Je suis également défavorable à ces amendements. L’article 1er prévoit déjà que les CPRI ne représentent que les salariés des employeurs des TPE qui sont présentes dans les branches n’ayant pas mis en place des commissions régionales professionnelles. Tout ne peut pas être renvoyé à l’accord, et la loi prévoit des garanties pour respecter le principe d’égalité entre les salariés.
Monsieur le rapporteur, monsieur le ministre, il ne faudrait pas repousser ces amendements aussi rapidement. En effet, il existe un précédent, mes chers collègues. Ceux qui ont suivi l’examen du texte sur la réforme des retraites à propos de la pénibilité le connaissent très bien. Certains d’entre nous avaient proposé au Gouvernement que, malgré l’absence d’accord entre les partenaires sociaux, les branches professionnelles puissent avoir la capacité de trouver un accord pendant dix-huit mois ou deux ans, délai au terme duquel la loi proposée par le Gouvernement s’appliquerait. Ces amendements avaient été repoussés à l’époque par le Gouvernement et le rapporteur.
Le Premier ministre a dit cet après-midi quelque chose qui se rapproche beaucoup de la logique que nous avions à l’époque défendue dans cet amendement, qui confiait très naturellement – car il n’y a pas d’autre voie possible – aux branches professionnelles le soin de piloter la démarche de constitution de l’intégration des droits de pénibilité dans les contrats et les parcours individuels. La proposition de nos collègues Tardy et Tian – que je soutiendrai – de laisser cette part aux branches est à mon sens une excellente manière de faire. Il est dommage que vous vous priviez dès maintenant d’une solution qui vous permettrait de sortir de l’embarras dans lequel ce texte ne manquera pas de tomber.

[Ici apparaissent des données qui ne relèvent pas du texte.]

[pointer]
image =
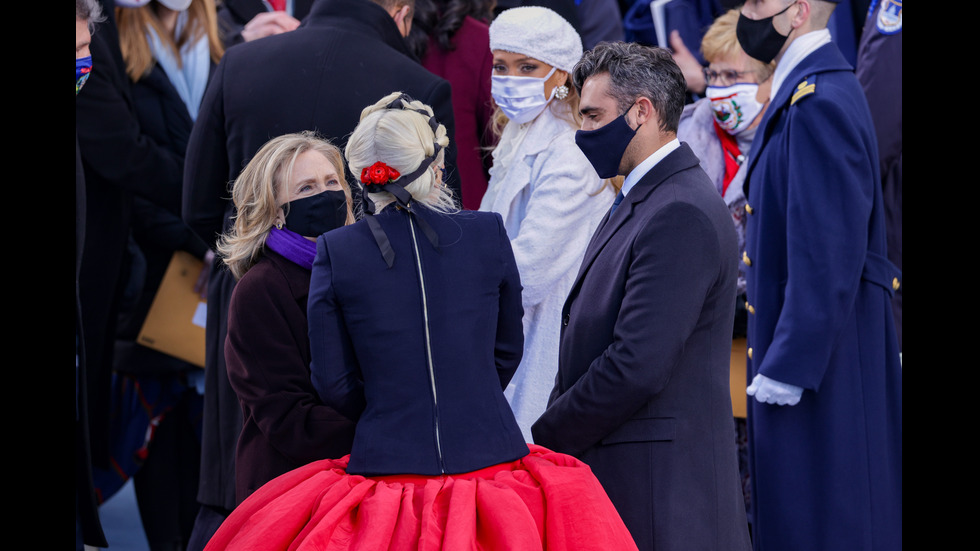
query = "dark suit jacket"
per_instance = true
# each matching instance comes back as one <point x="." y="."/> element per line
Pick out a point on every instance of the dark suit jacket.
<point x="233" y="15"/>
<point x="268" y="353"/>
<point x="346" y="55"/>
<point x="642" y="391"/>
<point x="423" y="372"/>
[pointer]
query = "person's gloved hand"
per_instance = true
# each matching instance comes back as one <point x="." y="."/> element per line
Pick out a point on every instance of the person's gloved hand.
<point x="769" y="391"/>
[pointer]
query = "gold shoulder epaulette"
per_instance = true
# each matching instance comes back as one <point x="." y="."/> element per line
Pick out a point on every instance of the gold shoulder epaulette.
<point x="803" y="89"/>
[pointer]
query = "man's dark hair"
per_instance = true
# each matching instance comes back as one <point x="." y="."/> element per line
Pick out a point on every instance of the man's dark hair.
<point x="90" y="11"/>
<point x="636" y="70"/>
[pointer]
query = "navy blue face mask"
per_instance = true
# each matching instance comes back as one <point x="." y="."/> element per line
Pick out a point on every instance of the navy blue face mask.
<point x="317" y="214"/>
<point x="604" y="147"/>
<point x="759" y="38"/>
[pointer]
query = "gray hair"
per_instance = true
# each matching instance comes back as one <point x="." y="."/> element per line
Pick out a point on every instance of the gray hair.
<point x="634" y="71"/>
<point x="90" y="11"/>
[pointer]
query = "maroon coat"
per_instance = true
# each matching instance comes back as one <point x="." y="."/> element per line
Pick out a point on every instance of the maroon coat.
<point x="285" y="425"/>
<point x="468" y="68"/>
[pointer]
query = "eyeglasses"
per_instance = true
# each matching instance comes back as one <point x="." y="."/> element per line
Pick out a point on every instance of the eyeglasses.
<point x="723" y="78"/>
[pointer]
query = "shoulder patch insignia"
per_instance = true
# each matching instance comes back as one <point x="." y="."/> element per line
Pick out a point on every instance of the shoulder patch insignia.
<point x="890" y="17"/>
<point x="805" y="88"/>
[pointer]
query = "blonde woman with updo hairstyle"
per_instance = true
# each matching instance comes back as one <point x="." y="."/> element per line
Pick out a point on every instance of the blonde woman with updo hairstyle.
<point x="291" y="191"/>
<point x="546" y="190"/>
<point x="415" y="329"/>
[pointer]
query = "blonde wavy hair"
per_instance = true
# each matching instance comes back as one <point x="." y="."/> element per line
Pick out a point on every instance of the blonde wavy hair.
<point x="401" y="137"/>
<point x="255" y="195"/>
<point x="133" y="23"/>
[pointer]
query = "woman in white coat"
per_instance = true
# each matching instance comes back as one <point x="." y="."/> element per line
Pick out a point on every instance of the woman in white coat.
<point x="547" y="192"/>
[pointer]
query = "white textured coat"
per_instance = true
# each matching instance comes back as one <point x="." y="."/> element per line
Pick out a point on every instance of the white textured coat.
<point x="551" y="200"/>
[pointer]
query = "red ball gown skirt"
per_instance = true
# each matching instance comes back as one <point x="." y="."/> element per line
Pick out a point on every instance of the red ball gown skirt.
<point x="546" y="500"/>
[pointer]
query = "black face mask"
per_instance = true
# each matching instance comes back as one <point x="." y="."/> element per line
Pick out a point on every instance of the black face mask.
<point x="317" y="214"/>
<point x="759" y="38"/>
<point x="604" y="147"/>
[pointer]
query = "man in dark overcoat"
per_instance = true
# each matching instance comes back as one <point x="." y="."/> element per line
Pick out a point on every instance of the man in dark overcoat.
<point x="345" y="55"/>
<point x="879" y="70"/>
<point x="642" y="391"/>
<point x="825" y="427"/>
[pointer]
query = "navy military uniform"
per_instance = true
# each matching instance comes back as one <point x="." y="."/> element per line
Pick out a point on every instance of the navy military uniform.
<point x="827" y="472"/>
<point x="879" y="70"/>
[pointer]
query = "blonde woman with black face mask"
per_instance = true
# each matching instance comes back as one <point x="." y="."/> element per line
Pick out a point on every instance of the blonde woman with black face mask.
<point x="415" y="329"/>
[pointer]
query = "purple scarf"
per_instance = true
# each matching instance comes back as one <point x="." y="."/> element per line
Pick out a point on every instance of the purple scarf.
<point x="293" y="246"/>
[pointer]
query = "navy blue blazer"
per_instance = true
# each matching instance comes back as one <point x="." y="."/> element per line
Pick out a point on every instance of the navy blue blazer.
<point x="419" y="353"/>
<point x="642" y="391"/>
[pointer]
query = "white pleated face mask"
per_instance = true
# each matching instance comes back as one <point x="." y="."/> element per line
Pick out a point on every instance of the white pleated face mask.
<point x="735" y="106"/>
<point x="176" y="5"/>
<point x="520" y="98"/>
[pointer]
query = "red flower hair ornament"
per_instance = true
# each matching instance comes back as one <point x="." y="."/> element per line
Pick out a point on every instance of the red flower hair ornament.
<point x="379" y="174"/>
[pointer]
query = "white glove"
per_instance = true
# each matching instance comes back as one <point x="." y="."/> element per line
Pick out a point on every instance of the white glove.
<point x="769" y="391"/>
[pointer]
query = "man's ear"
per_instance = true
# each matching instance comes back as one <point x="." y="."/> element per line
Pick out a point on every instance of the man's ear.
<point x="644" y="111"/>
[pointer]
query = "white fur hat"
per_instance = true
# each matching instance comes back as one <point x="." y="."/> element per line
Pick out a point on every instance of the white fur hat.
<point x="537" y="32"/>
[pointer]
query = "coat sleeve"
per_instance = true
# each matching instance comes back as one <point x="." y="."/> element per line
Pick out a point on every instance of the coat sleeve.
<point x="333" y="366"/>
<point x="205" y="182"/>
<point x="270" y="376"/>
<point x="556" y="226"/>
<point x="830" y="190"/>
<point x="674" y="263"/>
<point x="509" y="347"/>
<point x="440" y="99"/>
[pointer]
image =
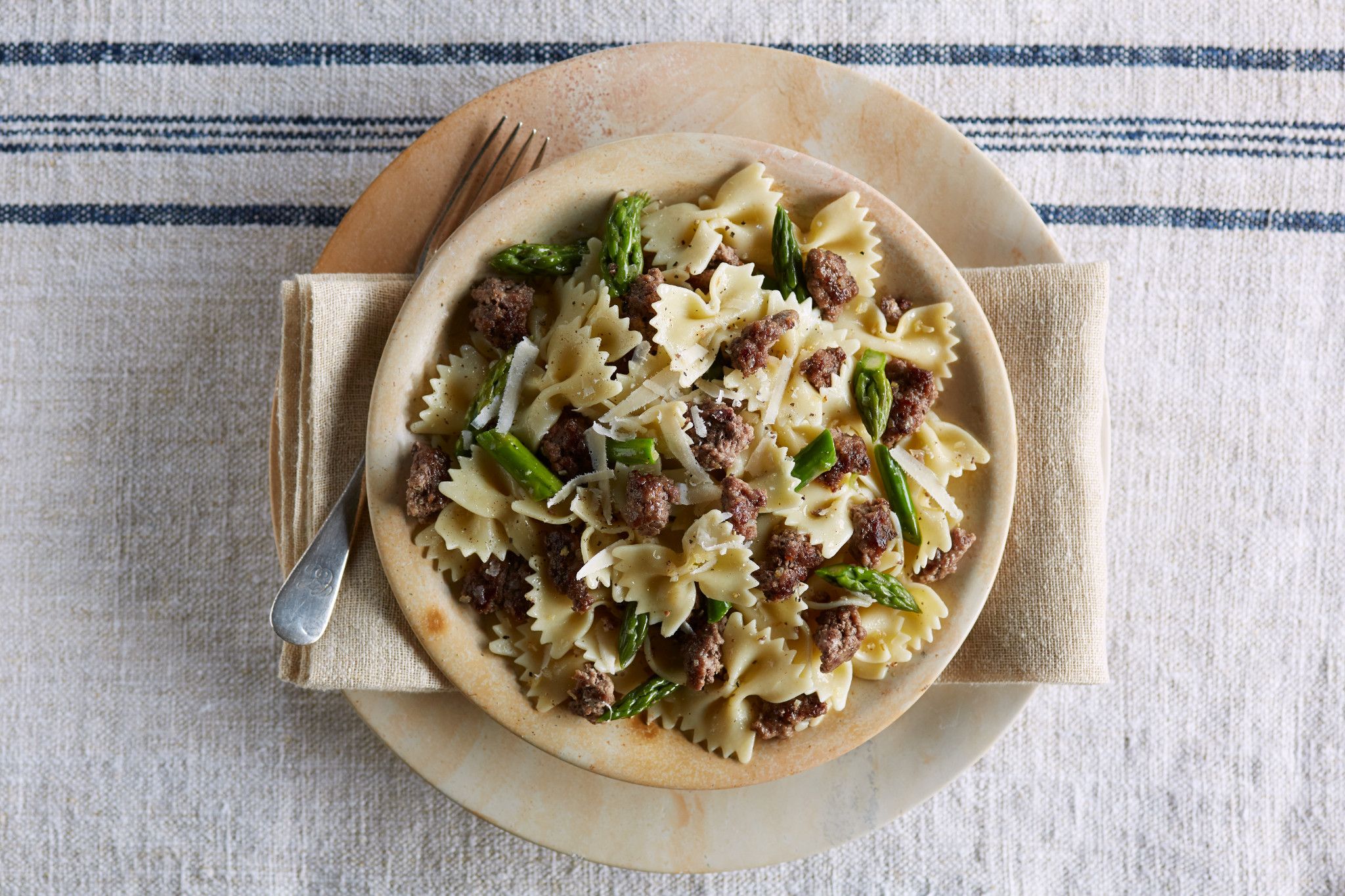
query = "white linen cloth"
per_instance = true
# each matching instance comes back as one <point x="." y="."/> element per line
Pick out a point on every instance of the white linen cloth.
<point x="147" y="744"/>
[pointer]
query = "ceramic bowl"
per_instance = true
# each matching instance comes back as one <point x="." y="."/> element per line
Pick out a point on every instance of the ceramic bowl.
<point x="569" y="198"/>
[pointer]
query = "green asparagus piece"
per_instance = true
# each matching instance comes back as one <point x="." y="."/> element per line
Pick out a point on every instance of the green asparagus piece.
<point x="814" y="459"/>
<point x="789" y="261"/>
<point x="533" y="259"/>
<point x="632" y="452"/>
<point x="623" y="255"/>
<point x="521" y="464"/>
<point x="491" y="389"/>
<point x="635" y="629"/>
<point x="872" y="391"/>
<point x="894" y="484"/>
<point x="640" y="698"/>
<point x="880" y="586"/>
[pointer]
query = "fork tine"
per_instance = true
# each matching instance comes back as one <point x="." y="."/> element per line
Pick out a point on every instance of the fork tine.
<point x="490" y="171"/>
<point x="509" y="175"/>
<point x="452" y="200"/>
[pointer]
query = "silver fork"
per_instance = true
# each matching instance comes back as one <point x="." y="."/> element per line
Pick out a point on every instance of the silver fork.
<point x="304" y="603"/>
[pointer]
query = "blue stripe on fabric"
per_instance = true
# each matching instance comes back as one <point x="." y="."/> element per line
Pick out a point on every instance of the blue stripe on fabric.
<point x="546" y="53"/>
<point x="280" y="215"/>
<point x="173" y="214"/>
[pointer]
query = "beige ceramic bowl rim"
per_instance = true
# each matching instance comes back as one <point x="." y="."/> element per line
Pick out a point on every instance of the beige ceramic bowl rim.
<point x="399" y="555"/>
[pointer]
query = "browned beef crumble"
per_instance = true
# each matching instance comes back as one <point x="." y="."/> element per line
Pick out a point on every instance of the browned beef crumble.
<point x="726" y="436"/>
<point x="743" y="504"/>
<point x="830" y="282"/>
<point x="594" y="694"/>
<point x="649" y="501"/>
<point x="779" y="719"/>
<point x="703" y="652"/>
<point x="912" y="393"/>
<point x="639" y="301"/>
<point x="564" y="446"/>
<point x="790" y="559"/>
<point x="822" y="367"/>
<point x="852" y="457"/>
<point x="873" y="530"/>
<point x="500" y="310"/>
<point x="724" y="254"/>
<point x="499" y="585"/>
<point x="430" y="468"/>
<point x="944" y="563"/>
<point x="752" y="347"/>
<point x="839" y="634"/>
<point x="563" y="561"/>
<point x="893" y="307"/>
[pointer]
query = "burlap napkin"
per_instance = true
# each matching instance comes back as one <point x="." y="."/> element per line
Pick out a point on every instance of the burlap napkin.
<point x="1046" y="618"/>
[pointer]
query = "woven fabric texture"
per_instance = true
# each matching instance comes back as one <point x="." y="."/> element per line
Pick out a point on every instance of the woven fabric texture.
<point x="164" y="165"/>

Je rappelle que les intermittents du spectacle relèvent d’un accord de branche indépendant de ce qui se passe ailleurs, puisqu’il déroge aux accords interprofessionnels. En commission, plusieurs intervenants, à commencer par notre collègue Jean-Patrick Gille, ont fait remarquer qu’il serait souhaitable que l’interpro ne modifie pas l’accord de branche fixé. Mais nous ne sommes pas ici, avec ces amendements, dans une inversion de la hiérarchie des normes, puisqu’il est proposé que les branches soient considérées comme supérieures aux commissions paritaires. J’y suis assez favorable, d’autant plus qu’un certain nombre de dispositions sont propres aux entreprises de moins de onze salariés dans le code du travail, notamment s’agissant du licenciement.
Mes chers collègues, la suite de la discussion est renvoyée à la prochaine séance.
Prochaine séance, cet après-midi, à quinze heures :
Questions Gouvernement ;
Suite de la discussion du projet de loi sur le dialogue social et l’emploi.
La séance est levée.
La séance est levée, le mercredi 27 mai 2015, à une heure.